Rituximab to Treat Stiff Person Syndrome

August 30, 2011 updated by: National Institute of Neurological Disorders and Stroke (NINDS)

Efficacy of Rituximab in Patients With Stiff Person Syndrome With Anti-GAD Antibodies: A Randomized Placebo-Controlled Trial

This study will test whether rituximab (RITUXAN (Trademark)) can relieve symptoms of stiff person syndrome (SPS), a progressive disease that causes stiffness of the muscles and muscle spasms induced by unexpected noises, touches, or stressful events. People with SPS may have certain proteins in their blood called anti-GAD antibodies that may cause some of the symptoms of the disease. Rituximab, a drug approved to treat lymphomas, targets certain white blood cells that produce antibodies. This study will see if rituximab can also be effective in patients with SPS who have high anti-GAD antibodies.

Patients between 25 and 80 years of age with SPS may be eligible for this study. Candidates are screened with a medical history, physical examination, and blood tests. Participants undergo the following tests and procedures:

  • Rituximab or placebo treatment: Patients are randomly assigned to receive two infusions by vein of either rituximab or placebo (a look-alike solution with no active ingredient) 2 weeks apart. The infusions last from 3 to 4 hours, but may take as long as 16 hours if the rate must be slowed for any reason. Patients are followed monthly for up to 6 months and then every 2 months for up to 1 year after treatment.
  • Medical history and interview, physical and neurological examinations: Patients are questioned about their vaccination history, medical, surgical, and psychiatric history, exposure to environmental toxins or viruses, and family and social history, including habits and employment.
  • Blood drawing: Blood samples are collected before the two infusions and at all follow-up visits.
  • Apheresis: For this procedure, which is used to collect white blood cells, blood is collected through a needle in an arm vein, similar to donating blood. The blood flows from the vein through a catheter (plastic tube) into a machine that separates it into its components by centrifugation (spinning). The white cells are removed and the rest of the blood (red cells, plasma and platelets) is returned to the body through a second needle in the other arm. The procedure takes about 60 to 90 minutes.
  • Lumbar puncture (spinal tap): Lumbar puncture is done to sample a small amount of cerebrospinal fluid (CSF, the fluid that bathes the brain and spinal cord), for analysis.

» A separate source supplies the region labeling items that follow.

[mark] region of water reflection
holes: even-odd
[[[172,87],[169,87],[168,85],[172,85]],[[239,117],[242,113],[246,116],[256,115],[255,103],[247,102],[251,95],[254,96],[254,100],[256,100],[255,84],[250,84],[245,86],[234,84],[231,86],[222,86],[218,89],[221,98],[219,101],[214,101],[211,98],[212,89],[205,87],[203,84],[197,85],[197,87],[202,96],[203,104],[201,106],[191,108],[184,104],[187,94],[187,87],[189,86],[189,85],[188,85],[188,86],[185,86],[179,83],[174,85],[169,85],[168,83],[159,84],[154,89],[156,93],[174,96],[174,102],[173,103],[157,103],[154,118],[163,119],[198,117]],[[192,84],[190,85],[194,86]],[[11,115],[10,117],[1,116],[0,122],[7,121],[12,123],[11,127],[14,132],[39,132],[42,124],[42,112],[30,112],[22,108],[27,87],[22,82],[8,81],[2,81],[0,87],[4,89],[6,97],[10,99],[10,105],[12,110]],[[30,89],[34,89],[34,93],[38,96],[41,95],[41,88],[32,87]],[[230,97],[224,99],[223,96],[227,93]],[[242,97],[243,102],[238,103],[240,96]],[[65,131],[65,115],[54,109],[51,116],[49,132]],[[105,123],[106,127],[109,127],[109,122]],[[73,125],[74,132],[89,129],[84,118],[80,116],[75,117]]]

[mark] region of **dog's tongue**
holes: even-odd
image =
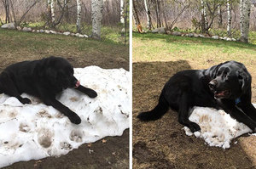
[[[220,93],[218,93],[218,96],[224,96],[225,91],[221,91]]]
[[[80,82],[79,81],[77,82],[75,88],[79,87],[79,86],[80,86]]]

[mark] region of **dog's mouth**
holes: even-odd
[[[77,81],[76,84],[75,84],[75,88],[79,87],[80,86],[80,82]]]
[[[214,98],[228,98],[230,95],[230,90],[223,90],[223,91],[214,91]]]

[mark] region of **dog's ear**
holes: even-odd
[[[241,92],[245,93],[247,90],[251,87],[251,75],[247,70],[238,71],[237,77],[239,82],[241,84]]]
[[[212,67],[210,67],[207,70],[206,73],[212,79],[215,79],[217,76],[217,72],[218,70],[218,68],[223,65],[223,63],[218,64],[217,65],[213,65]]]

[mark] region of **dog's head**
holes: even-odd
[[[63,58],[48,58],[45,75],[51,85],[66,89],[67,87],[78,87],[80,83],[73,76],[73,67]]]
[[[208,85],[216,99],[236,99],[251,87],[251,75],[239,62],[220,64],[212,71],[213,79]]]

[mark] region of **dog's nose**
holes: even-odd
[[[209,82],[208,86],[211,90],[215,90],[217,84],[218,84],[217,81],[212,80]]]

For this procedure, the patient is given a local anesthetic and a needle is inserted into the space between the bones in the lower back where the CSF circulates below the spinal cord. A small amount of fluid is withdrawn through the needle.

Study Overview

Status

Completed

Conditions

Intervention / Treatment

Detailed Description

This study will examine the safety, tolerability, and efficacy of the humanized monoclonal antibody Rituximab to induce a clinical and serological remission in patients with Stiff Person Syndrome (SPS) associated with high anti-GAD antibodies. Rituximab is a monoclonal antibody specific for the common B cell antigen CD20. Its administration depletes pre-B and mature B lymphocytes without altering neutrophils or hematopoietic stem cells. In humans with indolent B cell lymphomas, Rituximab can be safely administered, is well tolerated, promotes selective B cell depletion and lowers the serum IgG and IgM levels. Preliminary experience in some non-malignant antibody-mediated disorders has shown that Rituximab was beneficial in improving the patients' symptoms and reducing antibody level.

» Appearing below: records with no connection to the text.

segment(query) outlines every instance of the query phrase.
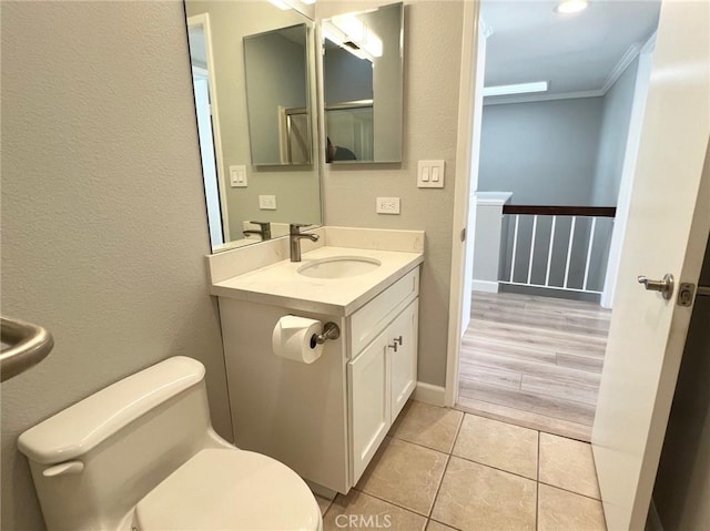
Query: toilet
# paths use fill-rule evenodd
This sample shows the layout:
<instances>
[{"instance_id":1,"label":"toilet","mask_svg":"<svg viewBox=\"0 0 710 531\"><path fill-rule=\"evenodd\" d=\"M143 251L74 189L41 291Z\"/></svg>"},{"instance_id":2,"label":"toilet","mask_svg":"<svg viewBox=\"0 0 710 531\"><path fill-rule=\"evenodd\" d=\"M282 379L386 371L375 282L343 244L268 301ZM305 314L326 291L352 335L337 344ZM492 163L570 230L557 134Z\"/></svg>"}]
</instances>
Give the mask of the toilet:
<instances>
[{"instance_id":1,"label":"toilet","mask_svg":"<svg viewBox=\"0 0 710 531\"><path fill-rule=\"evenodd\" d=\"M293 470L212 429L204 372L166 359L20 436L49 531L322 530Z\"/></svg>"}]
</instances>

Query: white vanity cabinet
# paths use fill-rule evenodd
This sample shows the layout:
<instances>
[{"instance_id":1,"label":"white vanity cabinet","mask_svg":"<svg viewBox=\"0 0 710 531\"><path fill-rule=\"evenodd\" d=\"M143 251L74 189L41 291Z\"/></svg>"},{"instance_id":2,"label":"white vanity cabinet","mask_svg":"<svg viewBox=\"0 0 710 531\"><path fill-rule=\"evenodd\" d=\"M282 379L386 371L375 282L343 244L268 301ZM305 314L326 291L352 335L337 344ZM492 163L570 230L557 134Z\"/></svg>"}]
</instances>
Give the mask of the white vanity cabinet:
<instances>
[{"instance_id":1,"label":"white vanity cabinet","mask_svg":"<svg viewBox=\"0 0 710 531\"><path fill-rule=\"evenodd\" d=\"M322 253L328 252L355 253ZM361 253L381 261L381 269L386 261L397 267L377 280L386 287L373 284L384 272L373 274L372 283L365 275L342 283L301 279L290 276L290 268L301 265L288 263L263 273L264 285L283 283L285 295L255 287L260 272L213 285L235 445L278 459L314 487L342 493L357 483L417 381L422 255ZM272 333L285 315L333 321L341 336L327 340L312 364L284 359L273 353Z\"/></svg>"},{"instance_id":2,"label":"white vanity cabinet","mask_svg":"<svg viewBox=\"0 0 710 531\"><path fill-rule=\"evenodd\" d=\"M357 483L416 386L418 290L417 267L349 319L352 486ZM372 343L363 347L372 337Z\"/></svg>"},{"instance_id":3,"label":"white vanity cabinet","mask_svg":"<svg viewBox=\"0 0 710 531\"><path fill-rule=\"evenodd\" d=\"M352 486L416 386L418 303L414 299L347 364Z\"/></svg>"}]
</instances>

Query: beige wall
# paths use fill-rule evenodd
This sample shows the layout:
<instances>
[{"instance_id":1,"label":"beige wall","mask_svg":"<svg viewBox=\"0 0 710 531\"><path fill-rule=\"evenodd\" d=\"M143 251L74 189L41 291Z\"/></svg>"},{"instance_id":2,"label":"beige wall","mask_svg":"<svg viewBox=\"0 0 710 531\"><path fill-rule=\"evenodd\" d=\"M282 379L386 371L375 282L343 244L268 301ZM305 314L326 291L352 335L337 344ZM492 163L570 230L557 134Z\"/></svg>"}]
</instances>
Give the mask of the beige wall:
<instances>
[{"instance_id":1,"label":"beige wall","mask_svg":"<svg viewBox=\"0 0 710 531\"><path fill-rule=\"evenodd\" d=\"M173 355L207 367L231 438L183 8L7 2L2 314L54 350L2 392L3 530L42 529L17 436Z\"/></svg>"},{"instance_id":2,"label":"beige wall","mask_svg":"<svg viewBox=\"0 0 710 531\"><path fill-rule=\"evenodd\" d=\"M316 2L316 18L389 1ZM464 7L460 1L405 2L404 153L402 164L326 165L325 223L426 231L420 280L419 380L444 386L452 268L454 175ZM417 161L446 161L443 190L417 188ZM375 198L402 198L398 216L375 213Z\"/></svg>"}]
</instances>

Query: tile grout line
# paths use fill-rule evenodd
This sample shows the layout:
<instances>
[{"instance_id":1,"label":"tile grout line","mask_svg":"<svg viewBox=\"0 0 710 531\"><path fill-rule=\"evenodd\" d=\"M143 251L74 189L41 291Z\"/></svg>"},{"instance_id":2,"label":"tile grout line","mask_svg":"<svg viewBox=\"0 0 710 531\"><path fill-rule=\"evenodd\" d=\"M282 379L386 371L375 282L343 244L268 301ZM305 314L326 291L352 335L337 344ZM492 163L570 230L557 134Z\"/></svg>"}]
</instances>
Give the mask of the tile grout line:
<instances>
[{"instance_id":1,"label":"tile grout line","mask_svg":"<svg viewBox=\"0 0 710 531\"><path fill-rule=\"evenodd\" d=\"M462 419L458 421L458 426L456 427L456 435L454 436L454 440L452 441L452 447L449 448L446 455L446 464L444 464L444 471L442 472L442 479L439 479L439 484L436 488L436 492L434 493L434 499L432 500L432 507L429 508L429 514L427 515L427 520L432 520L432 514L434 513L434 506L436 506L436 500L439 497L439 492L442 490L442 484L444 484L444 478L446 477L446 471L448 470L448 464L452 462L452 457L454 456L454 447L456 446L456 441L458 440L458 436L462 432L462 427L464 426L464 420L466 419L466 413L462 415ZM428 522L427 522L428 523Z\"/></svg>"},{"instance_id":2,"label":"tile grout line","mask_svg":"<svg viewBox=\"0 0 710 531\"><path fill-rule=\"evenodd\" d=\"M368 497L374 498L376 500L384 501L388 506L396 507L397 509L402 509L403 511L410 512L412 514L416 514L417 517L422 517L425 521L429 519L429 517L427 517L426 514L422 514L420 512L414 511L414 510L409 509L408 507L400 506L399 503L395 503L394 501L386 500L385 498L382 498L382 497L379 497L377 494L373 494L371 492L366 492L364 490L361 490L357 487L353 487L351 490L359 492L361 494L368 496ZM349 493L348 493L348 496L349 496Z\"/></svg>"},{"instance_id":3,"label":"tile grout line","mask_svg":"<svg viewBox=\"0 0 710 531\"><path fill-rule=\"evenodd\" d=\"M535 478L535 530L540 527L540 432L537 432L537 473Z\"/></svg>"},{"instance_id":4,"label":"tile grout line","mask_svg":"<svg viewBox=\"0 0 710 531\"><path fill-rule=\"evenodd\" d=\"M591 497L589 494L582 494L581 492L575 492L574 490L566 489L565 487L559 487L557 484L548 483L546 481L538 481L538 483L541 483L545 487L551 487L552 489L557 489L557 490L561 490L561 491L568 492L570 494L581 496L582 498L587 498L588 500L598 501L599 503L601 503L601 500L599 498L594 498L594 497Z\"/></svg>"}]
</instances>

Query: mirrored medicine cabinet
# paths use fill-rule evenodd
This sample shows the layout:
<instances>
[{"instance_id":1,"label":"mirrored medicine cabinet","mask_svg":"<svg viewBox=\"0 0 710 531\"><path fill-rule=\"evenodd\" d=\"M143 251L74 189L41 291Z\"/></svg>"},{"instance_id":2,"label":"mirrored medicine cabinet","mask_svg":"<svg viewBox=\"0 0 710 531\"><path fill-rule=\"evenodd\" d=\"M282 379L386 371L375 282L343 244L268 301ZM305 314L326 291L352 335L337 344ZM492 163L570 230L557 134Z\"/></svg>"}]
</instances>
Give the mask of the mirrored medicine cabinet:
<instances>
[{"instance_id":1,"label":"mirrored medicine cabinet","mask_svg":"<svg viewBox=\"0 0 710 531\"><path fill-rule=\"evenodd\" d=\"M267 0L184 6L213 253L322 224L323 162L400 162L402 3L325 19L321 42Z\"/></svg>"}]
</instances>

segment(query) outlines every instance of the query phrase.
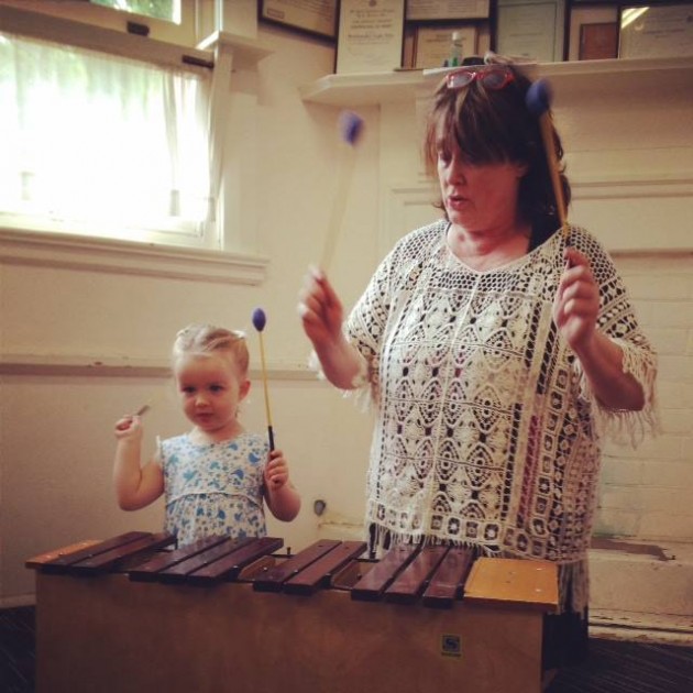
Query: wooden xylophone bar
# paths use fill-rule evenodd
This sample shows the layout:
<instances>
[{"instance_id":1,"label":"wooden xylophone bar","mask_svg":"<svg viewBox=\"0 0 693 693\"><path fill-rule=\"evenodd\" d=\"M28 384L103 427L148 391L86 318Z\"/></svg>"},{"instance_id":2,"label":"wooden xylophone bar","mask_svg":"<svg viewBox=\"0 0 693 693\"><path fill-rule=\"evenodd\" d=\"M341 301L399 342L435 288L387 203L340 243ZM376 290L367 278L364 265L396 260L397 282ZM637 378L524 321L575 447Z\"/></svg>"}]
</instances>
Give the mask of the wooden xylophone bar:
<instances>
[{"instance_id":1,"label":"wooden xylophone bar","mask_svg":"<svg viewBox=\"0 0 693 693\"><path fill-rule=\"evenodd\" d=\"M26 561L38 693L541 691L553 564L432 546L374 561L360 541L295 554L271 537L173 543L128 532Z\"/></svg>"}]
</instances>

SPS is an antibody-mediated autoimmune disease affecting GABA-ergic transmission resulting in incapacitating stiffness and spasms. The anti-GAD antibodies are also produced intrathecally and it is believed to be responsible for the reduction of GABA level in serum and CSF. Although removal or modulation of serum antibodies by plasmapheresis or IVIg results in clinical improvement, a number of patients do not respond or their response is modest and short-lived, and remain with significant disability. The need for more effective therapy prompted us to conduct the present study to examine in a randomized trial if Rituximab is effective in patients with GAD-antibody-positive SPS.

Twenty-four patients will be randomized, in a double blind fashion, to receive placebo or Rituximab given at a fixed dose of 1 GM on Day 1and 1 GM on day 15 (plus or minus 2 days). The primary outcome will be based on measurements of stiffness using the Distribution of Stiffness Index. Secondary outcomes will be measured by the Heightened-Sensitivity Scales. The serum and CSF anti-GAD antibody titers, including intrathecal GAD-specific IgG synthesis, will be monitored before and after treatment. Clearance of GAD-reactive T cells will be also examined in the serum and CSF using T cell clones established from PBL and CSF. It is anticipated that the study will: a) provide a new, immune-based and target-oriented therapy for patients with Stiff Person Syndrome and b) examine the pathogenetic role of anti-GAD antibodies in the cause of the disease.

Study Type

Interventional

Enrollment (Actual)

24

Phase

  • Phase 2

Contacts and Locations

This section provides the contact details for those conducting the study, and information on where this study is being conducted.

Study Locations

  • United States
    • Maryland
      • Bethesda, Maryland, United States, 20892
        • National Institutes of Health Clinical Center, 9000 Rockville Pike

Participation Criteria

Researchers look for people who fit a certain description, called eligibility criteria. Some examples of these criteria are a person's general health condition or prior treatments.

Eligibility Criteria

Ages Eligible for Study

25 years to 80 years (Adult, Older Adult)

Accepts Healthy Volunteers

No

Genders Eligible for Study

All

Description

  • INCLUSION CRITERIA:

Stiff Person Syndrome with elevated anti-GAD antibody titers.

Between 25 to 80 years of age.

Willingness to stop IVIg therapy 6 weeks prior to Rituximab/Placebo treatment and for the remainder of the study. [If receiving IVIg, patients will be allowed to receive the ongoing non-immunosuppressive drugs used to treat SPS including Diazepam, Neurontin or Baclofen. The dose of these drugs will remain stable throughout the study and unchanged for 6 weeks prior to enrollment.]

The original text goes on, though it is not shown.